Images from the Wild Faces Database (Long, Peluso et al., 2023)
Facial Behaviour & Social Cognition
Understanding Human Social Cognition Using Naturalistic Facial Behaviour
Faces are mesmerising sources of social information; from facial movements we are able to recognise an incredible variety of signals, combining them in context to infer what someone is thinking or feeling. Yet our current understanding has been shaped by the use of posed images of emotional expressions, curated to represent discrete, universally-recognised categories such as 'happy', 'sad', and 'angry'.
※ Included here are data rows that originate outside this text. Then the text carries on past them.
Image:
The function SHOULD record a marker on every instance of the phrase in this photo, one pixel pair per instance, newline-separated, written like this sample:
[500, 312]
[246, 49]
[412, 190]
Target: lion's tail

My colleagues and I suggest this approach overly-simplifies the rich and complex variation in face behaviour we experience outside the lab — indeed, there may be more salient emotional information in non-posed naturalistic faces (Peluso et al., 2025, Emotion) which is perceived as more genuine (Long, Peluso et al., 2023, Nature Scientific Reports).
To further understand how real-world faces communicate social information, this project seeks to identify the key characteristics underlying our mental representations of both static and dynamic 'wild' facial expressions, by combining non-biased, data-driven behavioural tasks with theory-derived representational properties and computational models (such as representational similarity analysis and multidimensional scaling).
Together, we seek to develop more ecologically valid methods to bridge what we know about faces in the lab with how we perceive faces in the real world.